Validation and retry
After each LLM call, the response is validated:
- Structural: the JSON response must parse into the expected schema
- Semantic:
matched(if non-null) must be in the suppliedcandidates. If not, the LLM is re-prompted with explicit feedback and the conversation continues
The default retry budget is 2. If exhausted, no match is returned.

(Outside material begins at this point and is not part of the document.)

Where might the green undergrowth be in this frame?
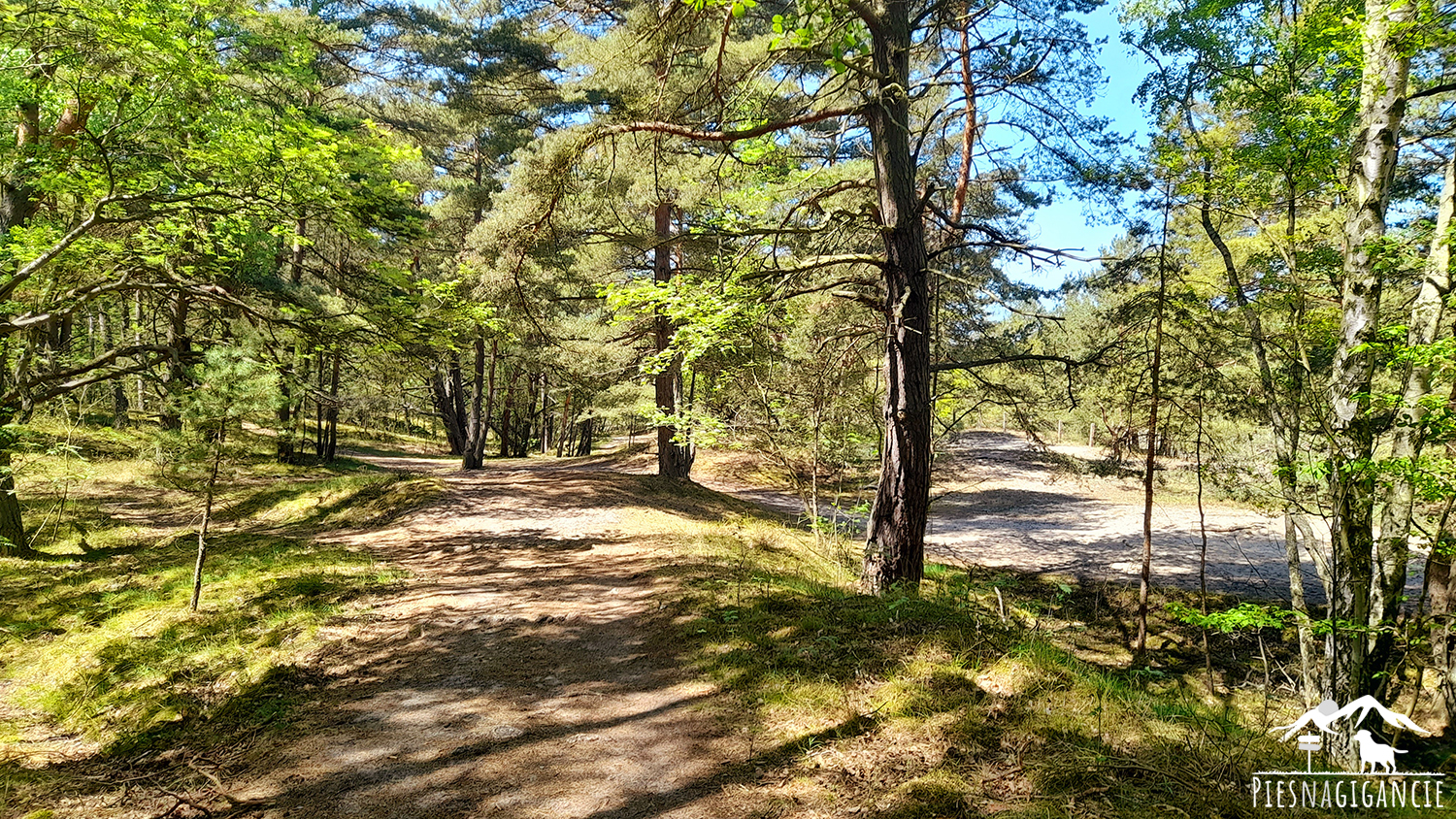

resolver = LlmPairResolver(model="openai/gpt-4o-mini", retries=3) # more retries
resolver = LlmPairResolver(model="openai/gpt-4o-mini", retries=1) # fewer retries
Memoization
Each unique (entity, candidates) pair’s decision is persisted across runs via @coco.fn(memo=True). Changing the model or prompt invalidates the cache. No additional memoization wrapper is needed.
Parameters
| Parameter | Type | Default | Description |
|---|---|---|---|
model | str | (required) | Litellm model string (e.g. "openai/gpt-4o-mini"). |
entity_type | str | None | None | Entity type hint woven into the prompt. |
extra_guidance | str | None | None | Domain rules appended to the default prompt. |
retries | int | 2 | Max retries on invalid matched output. |
Custom resolvers
For cases where the built-in LlmPairResolver doesn’t fit (rule-based matching, different LLM framework, etc.), implement the PairResolver protocol:
from cocoindex.ops.entity_resolution import PairResolver, PairDecision, CanonicalSide
class MyResolver:
async def __call__(self, entity: str, candidates: list[str]) -> PairDecision:
# `candidates` is a non-empty, de-duplicated list of canonical names
# with cosine similarity to `entity` above the threshold.
# No match:
return PairDecision()
# Match — existing candidate stays canonical (default):
return PairDecision(matched="Microsoft")
# Match — new entity is the better canonical name:
return PairDecision(matched="Microsoft Corp.", canonical=CanonicalSide.NEW)
Any async callable with the signature (entity: str, candidates: list[str]) -> PairDecision works — no subclassing required. PairDecision.canonical is advisory: the existing_policy may override it (see Existing-canonical handling).